By: Andy Andrews
Illustrated by: Philip Hurst
Publisher: Thomas Nelson Publishers
Publication Date: August 2010
Reviewed by: Ellen Feld
Review Date: October 1, 2010
The Boy Who Changed The World is actually about several boys and how their actions affected the lives of so many. The tale begins with Norman Borlaug, who lived on a farm in Iowa. Norman loved playing hide-and-seek in the cornfields of his family farm. His father had told him how lucky they were to have so much corn because there are some people who didn't have enough food to eat. Norman wondered, "What would it be like to be hungry all the time?" Right then and there, we're told, "Norman decided to change the world."
This is a thoughtful tale about how one determined person can do something that will have profound effects on other people, living all over the world. It is also a story about the "butterfly effect," which says that, "every time something happens, something else happens." We see how Norman was helped by Vice President Henry Wallace, who gained insight from George Washington Carver who was rescued by Moses Carter from outlaws. If Moses had not saved young George Washington Carver, then those seeds Norman developed might never have been discovered.

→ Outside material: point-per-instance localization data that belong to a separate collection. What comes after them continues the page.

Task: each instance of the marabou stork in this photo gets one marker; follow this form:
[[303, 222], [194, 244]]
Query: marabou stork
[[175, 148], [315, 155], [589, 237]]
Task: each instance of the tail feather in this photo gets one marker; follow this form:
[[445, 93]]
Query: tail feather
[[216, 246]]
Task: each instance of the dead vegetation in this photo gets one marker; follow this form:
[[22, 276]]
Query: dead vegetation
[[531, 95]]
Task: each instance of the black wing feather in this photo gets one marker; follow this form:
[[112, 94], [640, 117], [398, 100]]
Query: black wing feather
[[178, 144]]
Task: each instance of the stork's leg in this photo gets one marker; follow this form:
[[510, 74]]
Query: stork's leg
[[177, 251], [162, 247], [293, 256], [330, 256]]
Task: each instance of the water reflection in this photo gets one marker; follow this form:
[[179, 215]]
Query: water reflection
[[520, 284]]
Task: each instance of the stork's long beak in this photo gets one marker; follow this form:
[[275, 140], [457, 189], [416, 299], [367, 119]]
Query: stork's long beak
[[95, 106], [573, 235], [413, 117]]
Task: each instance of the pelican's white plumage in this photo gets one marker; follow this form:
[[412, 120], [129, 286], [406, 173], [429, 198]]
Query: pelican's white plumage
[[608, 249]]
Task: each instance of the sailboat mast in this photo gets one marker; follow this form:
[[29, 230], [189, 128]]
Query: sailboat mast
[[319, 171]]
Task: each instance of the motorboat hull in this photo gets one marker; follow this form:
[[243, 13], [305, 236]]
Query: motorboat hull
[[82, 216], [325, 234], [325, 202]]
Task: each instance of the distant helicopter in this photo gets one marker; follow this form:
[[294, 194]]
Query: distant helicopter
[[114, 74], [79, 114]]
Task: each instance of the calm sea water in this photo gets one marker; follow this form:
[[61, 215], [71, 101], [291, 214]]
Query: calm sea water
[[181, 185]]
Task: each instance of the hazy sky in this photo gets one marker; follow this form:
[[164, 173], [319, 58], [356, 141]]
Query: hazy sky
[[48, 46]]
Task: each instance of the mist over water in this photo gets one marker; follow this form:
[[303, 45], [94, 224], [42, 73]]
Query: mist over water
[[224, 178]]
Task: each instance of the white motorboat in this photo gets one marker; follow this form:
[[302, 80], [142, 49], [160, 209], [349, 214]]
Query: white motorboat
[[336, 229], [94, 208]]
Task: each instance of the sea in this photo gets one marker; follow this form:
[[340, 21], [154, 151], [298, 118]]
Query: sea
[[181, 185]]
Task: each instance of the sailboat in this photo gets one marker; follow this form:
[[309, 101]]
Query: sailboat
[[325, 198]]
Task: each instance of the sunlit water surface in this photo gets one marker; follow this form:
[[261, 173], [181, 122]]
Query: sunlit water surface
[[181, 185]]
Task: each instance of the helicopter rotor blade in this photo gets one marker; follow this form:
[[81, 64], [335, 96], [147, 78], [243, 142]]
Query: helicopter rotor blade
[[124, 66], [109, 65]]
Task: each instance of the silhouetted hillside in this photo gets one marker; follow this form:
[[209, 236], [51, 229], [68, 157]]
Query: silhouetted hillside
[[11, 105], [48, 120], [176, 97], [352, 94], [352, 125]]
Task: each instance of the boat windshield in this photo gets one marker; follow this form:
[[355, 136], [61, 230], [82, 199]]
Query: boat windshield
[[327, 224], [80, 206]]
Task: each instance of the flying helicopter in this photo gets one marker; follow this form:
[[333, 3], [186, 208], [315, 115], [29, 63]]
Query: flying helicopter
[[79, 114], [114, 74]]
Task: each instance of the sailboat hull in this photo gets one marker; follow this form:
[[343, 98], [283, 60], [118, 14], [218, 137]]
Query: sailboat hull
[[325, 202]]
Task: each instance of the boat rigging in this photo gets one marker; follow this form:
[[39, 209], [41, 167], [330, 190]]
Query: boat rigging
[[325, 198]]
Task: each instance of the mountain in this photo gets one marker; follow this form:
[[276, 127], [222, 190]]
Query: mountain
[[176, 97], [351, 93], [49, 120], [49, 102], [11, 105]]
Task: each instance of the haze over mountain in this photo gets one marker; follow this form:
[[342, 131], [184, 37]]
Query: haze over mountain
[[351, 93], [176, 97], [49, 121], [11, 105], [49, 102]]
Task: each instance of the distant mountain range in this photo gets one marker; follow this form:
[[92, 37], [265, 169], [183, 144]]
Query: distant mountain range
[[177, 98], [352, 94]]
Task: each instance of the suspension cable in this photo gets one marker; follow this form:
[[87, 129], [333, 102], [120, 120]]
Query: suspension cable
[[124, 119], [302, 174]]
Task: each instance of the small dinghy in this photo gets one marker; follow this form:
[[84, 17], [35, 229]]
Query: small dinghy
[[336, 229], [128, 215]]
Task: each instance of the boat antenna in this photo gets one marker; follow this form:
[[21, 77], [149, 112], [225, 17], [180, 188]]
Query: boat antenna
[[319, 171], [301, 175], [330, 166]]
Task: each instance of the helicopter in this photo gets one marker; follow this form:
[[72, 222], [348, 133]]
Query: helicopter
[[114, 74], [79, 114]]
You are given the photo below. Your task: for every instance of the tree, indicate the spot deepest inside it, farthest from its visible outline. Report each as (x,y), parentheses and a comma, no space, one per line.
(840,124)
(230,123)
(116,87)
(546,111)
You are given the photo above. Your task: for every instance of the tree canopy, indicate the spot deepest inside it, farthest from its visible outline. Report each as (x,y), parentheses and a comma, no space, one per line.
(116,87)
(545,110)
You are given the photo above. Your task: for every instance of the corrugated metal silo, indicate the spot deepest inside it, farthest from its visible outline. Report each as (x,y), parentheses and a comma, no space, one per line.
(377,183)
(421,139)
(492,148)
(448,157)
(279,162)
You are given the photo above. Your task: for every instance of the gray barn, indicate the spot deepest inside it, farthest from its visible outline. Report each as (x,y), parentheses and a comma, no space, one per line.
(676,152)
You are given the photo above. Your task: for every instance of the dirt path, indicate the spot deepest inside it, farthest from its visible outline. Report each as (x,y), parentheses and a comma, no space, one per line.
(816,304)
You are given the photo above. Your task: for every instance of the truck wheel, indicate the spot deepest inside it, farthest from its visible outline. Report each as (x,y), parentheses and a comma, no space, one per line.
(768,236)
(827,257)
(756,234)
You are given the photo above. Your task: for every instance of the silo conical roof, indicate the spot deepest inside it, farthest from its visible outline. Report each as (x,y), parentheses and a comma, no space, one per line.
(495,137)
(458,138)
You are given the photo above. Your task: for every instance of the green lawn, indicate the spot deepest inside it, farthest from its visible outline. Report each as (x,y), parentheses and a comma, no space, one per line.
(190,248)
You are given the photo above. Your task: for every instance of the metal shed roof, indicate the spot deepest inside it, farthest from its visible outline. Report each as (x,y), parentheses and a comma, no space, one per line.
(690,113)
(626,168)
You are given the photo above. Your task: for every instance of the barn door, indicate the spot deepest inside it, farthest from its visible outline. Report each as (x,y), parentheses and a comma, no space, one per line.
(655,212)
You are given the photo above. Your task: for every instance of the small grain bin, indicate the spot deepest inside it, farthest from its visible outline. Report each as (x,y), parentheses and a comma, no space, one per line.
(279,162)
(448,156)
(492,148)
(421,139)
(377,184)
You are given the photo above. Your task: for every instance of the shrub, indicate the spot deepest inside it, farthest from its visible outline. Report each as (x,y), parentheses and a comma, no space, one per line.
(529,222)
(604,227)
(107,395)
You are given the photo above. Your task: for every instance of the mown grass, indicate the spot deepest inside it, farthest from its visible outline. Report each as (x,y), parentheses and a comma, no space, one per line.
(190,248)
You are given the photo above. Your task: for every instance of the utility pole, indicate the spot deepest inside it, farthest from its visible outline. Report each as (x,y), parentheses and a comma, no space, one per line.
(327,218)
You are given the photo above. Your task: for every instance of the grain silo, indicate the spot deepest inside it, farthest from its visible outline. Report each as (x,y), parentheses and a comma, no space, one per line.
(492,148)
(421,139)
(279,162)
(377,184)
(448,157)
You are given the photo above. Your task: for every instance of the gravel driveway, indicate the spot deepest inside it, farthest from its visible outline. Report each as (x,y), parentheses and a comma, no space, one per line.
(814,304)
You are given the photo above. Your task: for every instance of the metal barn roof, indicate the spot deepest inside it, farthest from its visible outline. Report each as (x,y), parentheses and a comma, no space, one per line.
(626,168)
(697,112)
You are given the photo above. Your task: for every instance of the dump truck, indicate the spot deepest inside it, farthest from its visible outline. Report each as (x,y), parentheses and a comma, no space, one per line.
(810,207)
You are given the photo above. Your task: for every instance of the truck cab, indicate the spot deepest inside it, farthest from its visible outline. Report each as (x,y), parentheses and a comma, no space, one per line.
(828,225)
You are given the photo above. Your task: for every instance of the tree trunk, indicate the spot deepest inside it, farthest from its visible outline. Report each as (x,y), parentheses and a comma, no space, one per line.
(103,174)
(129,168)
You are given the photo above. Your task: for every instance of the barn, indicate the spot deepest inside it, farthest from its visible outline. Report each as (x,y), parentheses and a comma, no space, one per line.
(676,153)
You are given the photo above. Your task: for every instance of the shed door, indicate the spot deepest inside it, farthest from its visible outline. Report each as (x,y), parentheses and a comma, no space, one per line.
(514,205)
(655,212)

The publisher lists the reading level for this title as 4 to 8 year olds. I doubt that very many 4, 5 or even 6 year olds would sit still through this tale. While the historical facts are interesting, the story jumps from one young boy to another, and is a bit disjointed at times. Young readers will likely have difficulty following the timeline. Older children, however, may enjoy learning about the boys in the book and it might even be a good starting point for doing a school project about Norman Borlaug.
Quill says: A good book for older children to learn about what they can do to change the world.